In check_disk() we should only check the entire device if it
not a whole disk. It is a whole disk with an EFI label on it,
it is possible that libblkid will misidentify the device as a
filesystem. I had a case yesterday where 2 bytes in the EFI
GUID happened we set to the right values such that libblkid
decided there was a minux filesystem there. If it's a whole
device we look for a EFI label.
If we are able to read the backup EFI label from a device but
the primary is corrupt. Then don't bother trying to stat
the partitions in /dev/ the kernel will not create devices
using the backup label when the primary is damaged.
Add code to determine if we have a udev path instead of a
normal device path. In this case use the -part# partition
naming scheme instead of the /dev/disk# scheme. This is
important because we always want to access devices using
the full path provided at configuration time.
Readded support for zpool_relabel_disk() now that we have
the full libefi library in place we do have access to this
functionality.
Lots of additional paranoia to ensure EFI label are written
correctly. These changes include:
1) Removing the O_NDELAY flag when opening a file descriptor
for libefi. This flag should really only be used when you
do not intend to do any file IO. Under Solaris only ioctl()'s
were performed under linux we do perform reads and writes.
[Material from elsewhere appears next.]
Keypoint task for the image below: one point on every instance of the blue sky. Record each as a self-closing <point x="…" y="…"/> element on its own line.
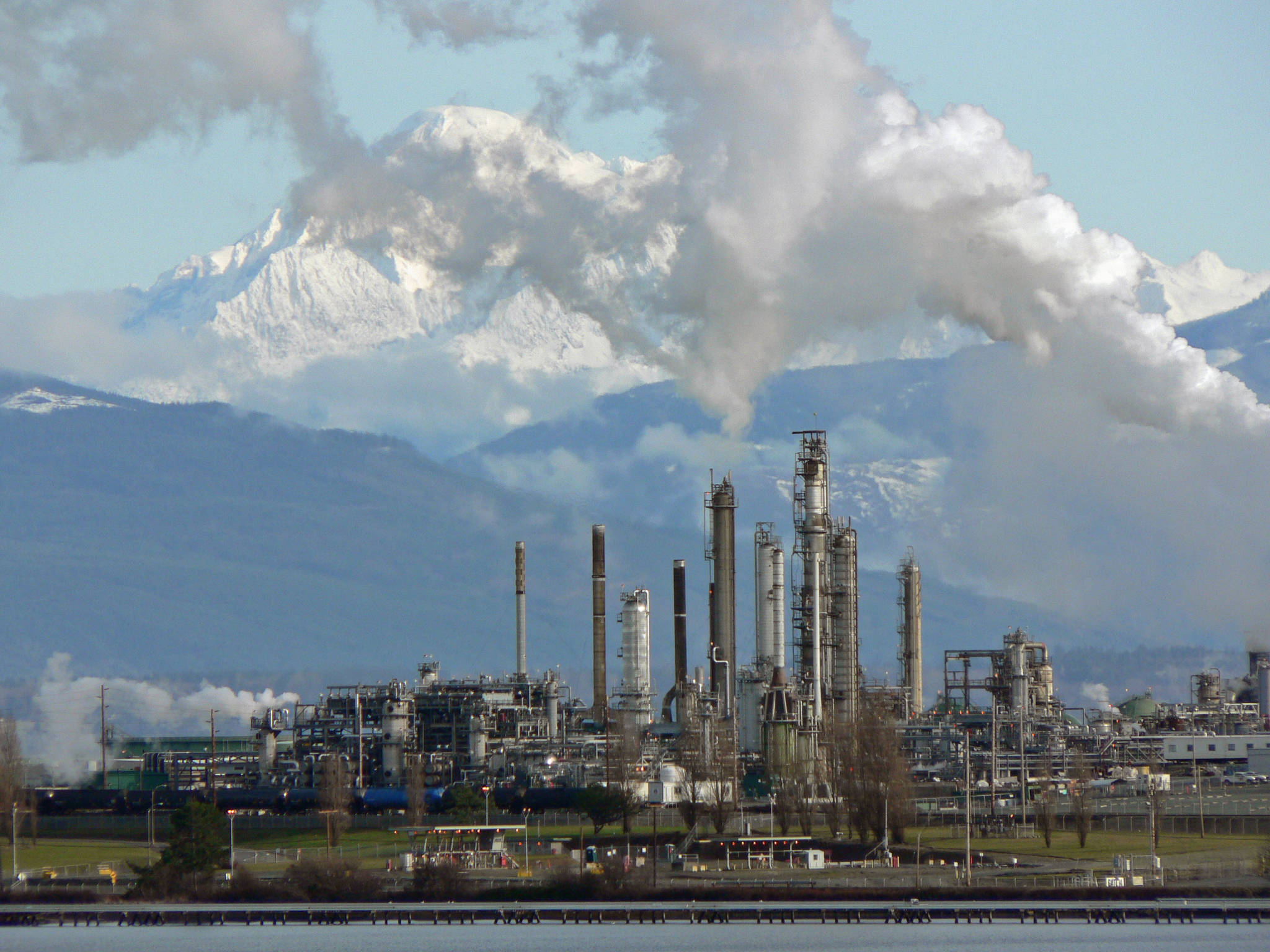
<point x="1152" y="118"/>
2) Use O_DIRECT to ensure any caching is bypassed while
writing or reading the EFI labels. This change forces the
use of sector aligned memory buffers which are allocated
using posix_memalign().
3) Add additional efi_debug error messages to efi_ioctl().
4) While doing a fsync is good to ensure the EFI label is on
disk we can, and should go one step futher by issuing the
BLKFLSBUF ioctl(). This signals the kernel to instruct the
drive to flush it's on-disk cache.
5) Because of some initial strangeness I observed in testing
with some flakey drives be extra paranoid in zpool_label_disk().
After we've written the device without error, flushed the drive
caches, correctly detected the new partitions created by the
kernel. Then additionally read back the EFI label from user
space to make sure it is intact and correct. I don't think we
can ever be to careful here.
NOTE: The was recently some concern expressed that writing EFI
labels from user space on Linux was not the right way to do this.
That instead two kernel ioctl()s should be used to create and
remove partitions. After some investigation it's clear to me
using those ioctl() would be a bad idea. The in fact don't
actually write partition tables to the disk, they only create
the partition devices in the kernel. So what you really want
to do is write the label out from user space, then prompt the
kernel to re-read the partition from disk to create the partitions.
This is in fact exactly what newer version of parted do.